Komisi Reformasi Polri Usul ke Prabowo untuk Revisi UU Polri

- Komisi Percepatan Reformasi Polri mengusulkan kepada Presiden Prabowo untuk merevisi UU Polri agar rekomendasi reformasi dapat dijalankan melalui peraturan turunan seperti PP, Perpres, dan Inpres.
- Reformasi manajerial Polri mencakup pembenahan tata kelola SDM, anggaran, logistik, serta peningkatan kualitas penegakan hukum dan pelayanan publik yang selama ini menjadi sorotan masyarakat.
- Aspek pengawasan diperkuat dengan perubahan struktur Kompolnas tanpa anggota ex-officio dan dukungan transformasi digital melalui sistem satu data serta aplikasi Polri Super App.
Jakarta, IDN Times - Komisi Percepatan Reformasi Polri mengusulkan kepada Presiden Prabowo Subianto untuk merevisi Undang-Undang (UU) Polri.
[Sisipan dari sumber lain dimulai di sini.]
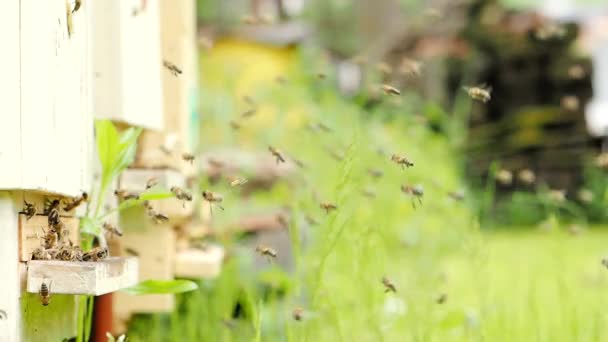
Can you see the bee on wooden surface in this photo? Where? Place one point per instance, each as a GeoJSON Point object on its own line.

Hal itu disampaikan Ketua Komisi Percepatan Reformasi Polri, Jimly Ashiddiqie, usai memberikan laporan kepada Presiden Prabowo.
“Jadi, kami usulkan supaya dibentuk revisi Undang-Undang tentang Polri yang nanti akan di-follow up dengan adanya Peraturan Pemerintah atau Perpres berikut Inpres, yang memberikan instruksi kepada Kapolri dan jajaran untuk menjalankan rekomendasi yang sudah disepakati di dalam laporan ini,” ujar Jimly di Istana Merdeka, Jakarta, Selasa (5/5/2026).
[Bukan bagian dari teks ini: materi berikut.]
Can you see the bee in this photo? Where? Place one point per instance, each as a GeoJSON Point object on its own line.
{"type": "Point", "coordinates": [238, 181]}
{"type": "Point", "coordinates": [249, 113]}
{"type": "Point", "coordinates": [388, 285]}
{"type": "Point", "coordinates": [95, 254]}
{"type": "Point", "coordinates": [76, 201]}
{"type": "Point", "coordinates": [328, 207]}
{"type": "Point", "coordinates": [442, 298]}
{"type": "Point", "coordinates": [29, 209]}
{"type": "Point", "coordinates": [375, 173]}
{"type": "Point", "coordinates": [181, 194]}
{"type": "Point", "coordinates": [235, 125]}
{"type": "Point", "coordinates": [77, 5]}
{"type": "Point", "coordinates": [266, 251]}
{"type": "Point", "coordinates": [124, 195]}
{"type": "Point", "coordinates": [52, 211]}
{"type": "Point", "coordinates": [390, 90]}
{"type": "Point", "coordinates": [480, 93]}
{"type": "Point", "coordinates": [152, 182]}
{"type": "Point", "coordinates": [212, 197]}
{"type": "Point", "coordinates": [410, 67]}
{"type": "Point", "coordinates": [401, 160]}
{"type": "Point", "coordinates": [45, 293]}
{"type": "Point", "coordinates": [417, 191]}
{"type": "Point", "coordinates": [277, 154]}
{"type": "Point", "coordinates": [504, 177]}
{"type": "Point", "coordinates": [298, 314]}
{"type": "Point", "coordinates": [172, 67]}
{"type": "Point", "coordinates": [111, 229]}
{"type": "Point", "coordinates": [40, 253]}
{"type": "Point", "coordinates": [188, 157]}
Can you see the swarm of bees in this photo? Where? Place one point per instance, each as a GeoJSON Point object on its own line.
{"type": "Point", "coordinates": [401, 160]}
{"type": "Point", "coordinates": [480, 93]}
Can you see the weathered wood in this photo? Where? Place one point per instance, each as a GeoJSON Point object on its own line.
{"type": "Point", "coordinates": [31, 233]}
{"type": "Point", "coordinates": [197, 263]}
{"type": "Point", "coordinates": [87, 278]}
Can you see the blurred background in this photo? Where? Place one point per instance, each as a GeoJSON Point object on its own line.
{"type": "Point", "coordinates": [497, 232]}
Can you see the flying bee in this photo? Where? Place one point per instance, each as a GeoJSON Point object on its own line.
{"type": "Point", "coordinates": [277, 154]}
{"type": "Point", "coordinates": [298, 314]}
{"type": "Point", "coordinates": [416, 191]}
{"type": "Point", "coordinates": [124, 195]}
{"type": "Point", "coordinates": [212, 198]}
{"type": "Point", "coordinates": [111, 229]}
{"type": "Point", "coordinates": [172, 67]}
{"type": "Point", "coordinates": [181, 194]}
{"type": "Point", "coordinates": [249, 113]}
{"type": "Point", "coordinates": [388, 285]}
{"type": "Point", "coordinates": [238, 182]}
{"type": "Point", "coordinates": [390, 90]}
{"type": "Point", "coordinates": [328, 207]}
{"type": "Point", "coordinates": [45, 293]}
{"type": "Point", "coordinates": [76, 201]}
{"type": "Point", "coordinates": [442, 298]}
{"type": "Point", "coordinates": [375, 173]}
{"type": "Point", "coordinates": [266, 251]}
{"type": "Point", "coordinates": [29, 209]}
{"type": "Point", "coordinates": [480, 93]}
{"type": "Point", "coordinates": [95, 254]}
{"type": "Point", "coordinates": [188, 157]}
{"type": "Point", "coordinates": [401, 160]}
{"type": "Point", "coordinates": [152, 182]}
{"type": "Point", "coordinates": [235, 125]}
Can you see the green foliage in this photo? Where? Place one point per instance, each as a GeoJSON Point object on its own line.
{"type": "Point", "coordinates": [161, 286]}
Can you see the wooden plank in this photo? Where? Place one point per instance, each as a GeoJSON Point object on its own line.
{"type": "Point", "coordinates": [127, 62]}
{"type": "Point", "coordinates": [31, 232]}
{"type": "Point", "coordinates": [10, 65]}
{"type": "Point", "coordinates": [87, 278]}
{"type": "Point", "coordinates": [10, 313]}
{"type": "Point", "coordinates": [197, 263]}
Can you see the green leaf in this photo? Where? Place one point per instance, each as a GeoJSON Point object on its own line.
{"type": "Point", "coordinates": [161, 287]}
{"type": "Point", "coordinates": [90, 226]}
Jimly mengatakan, revisi UU Polri diperlukan karena ada rekomendasi agar meninjau ulang anggota Polri bertugas di instansi lain di luar tupoksinya.
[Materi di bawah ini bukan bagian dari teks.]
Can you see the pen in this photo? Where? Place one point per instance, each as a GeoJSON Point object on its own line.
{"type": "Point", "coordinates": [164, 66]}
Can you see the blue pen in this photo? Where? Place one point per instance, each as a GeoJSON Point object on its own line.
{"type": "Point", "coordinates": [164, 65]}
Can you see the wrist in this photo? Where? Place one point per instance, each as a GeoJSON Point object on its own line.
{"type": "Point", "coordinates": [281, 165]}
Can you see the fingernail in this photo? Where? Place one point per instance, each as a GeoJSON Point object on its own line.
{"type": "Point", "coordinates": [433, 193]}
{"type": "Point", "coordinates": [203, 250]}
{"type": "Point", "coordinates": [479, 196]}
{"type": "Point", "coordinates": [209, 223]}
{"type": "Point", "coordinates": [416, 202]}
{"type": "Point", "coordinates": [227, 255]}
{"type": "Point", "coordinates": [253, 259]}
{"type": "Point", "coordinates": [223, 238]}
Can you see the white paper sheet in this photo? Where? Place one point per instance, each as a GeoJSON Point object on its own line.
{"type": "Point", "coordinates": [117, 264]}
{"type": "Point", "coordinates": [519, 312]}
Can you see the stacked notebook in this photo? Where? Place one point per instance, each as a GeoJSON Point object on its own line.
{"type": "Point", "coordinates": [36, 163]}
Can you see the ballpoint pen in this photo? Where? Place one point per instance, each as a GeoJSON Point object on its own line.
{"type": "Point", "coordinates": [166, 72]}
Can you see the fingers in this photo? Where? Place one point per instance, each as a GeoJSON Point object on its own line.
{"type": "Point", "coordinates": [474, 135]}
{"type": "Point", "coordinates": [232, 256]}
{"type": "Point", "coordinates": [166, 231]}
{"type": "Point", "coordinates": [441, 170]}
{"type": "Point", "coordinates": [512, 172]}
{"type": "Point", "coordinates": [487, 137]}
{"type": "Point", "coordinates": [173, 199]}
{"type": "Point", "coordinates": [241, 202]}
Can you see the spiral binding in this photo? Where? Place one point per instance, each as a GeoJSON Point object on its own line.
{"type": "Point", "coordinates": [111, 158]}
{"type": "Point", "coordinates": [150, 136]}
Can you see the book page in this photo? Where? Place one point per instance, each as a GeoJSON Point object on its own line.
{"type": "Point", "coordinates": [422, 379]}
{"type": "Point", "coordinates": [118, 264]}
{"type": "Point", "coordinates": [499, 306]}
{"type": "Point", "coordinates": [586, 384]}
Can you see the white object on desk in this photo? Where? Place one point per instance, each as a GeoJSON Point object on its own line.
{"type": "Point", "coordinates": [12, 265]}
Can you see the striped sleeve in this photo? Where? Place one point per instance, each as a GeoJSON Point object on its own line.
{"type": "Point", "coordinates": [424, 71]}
1. Ada 4 hal yang dilakukan dalam reformasi manajerial Reformasi Polri

Dalam kesempatan itu, anggota Komisi Percepatan Reformasi Polri, Ahmad Dofiri mengatakan, ada empat hal yang dilakukan dalam reformasi manajerial Reformasi Polri. Pertama, berkaitan dengan tata kelola di bidang pembinaan dan bidang operasional.
"Di bidang pembinaan tiga hal, tata kelola terkait dengan pengelolaan sumber daya manusia yang sekarang diributkan bagaimana rekrutmen menjadi polisi ada membayar segala macam, itu rigid. Mulai rekrutmen, mulai pendidikan sampai dengan mutasi dan promosi jabatan. Ini yang kemarin-kemarin kita aspirasi itu banyak masukan itu," kata Dofiri.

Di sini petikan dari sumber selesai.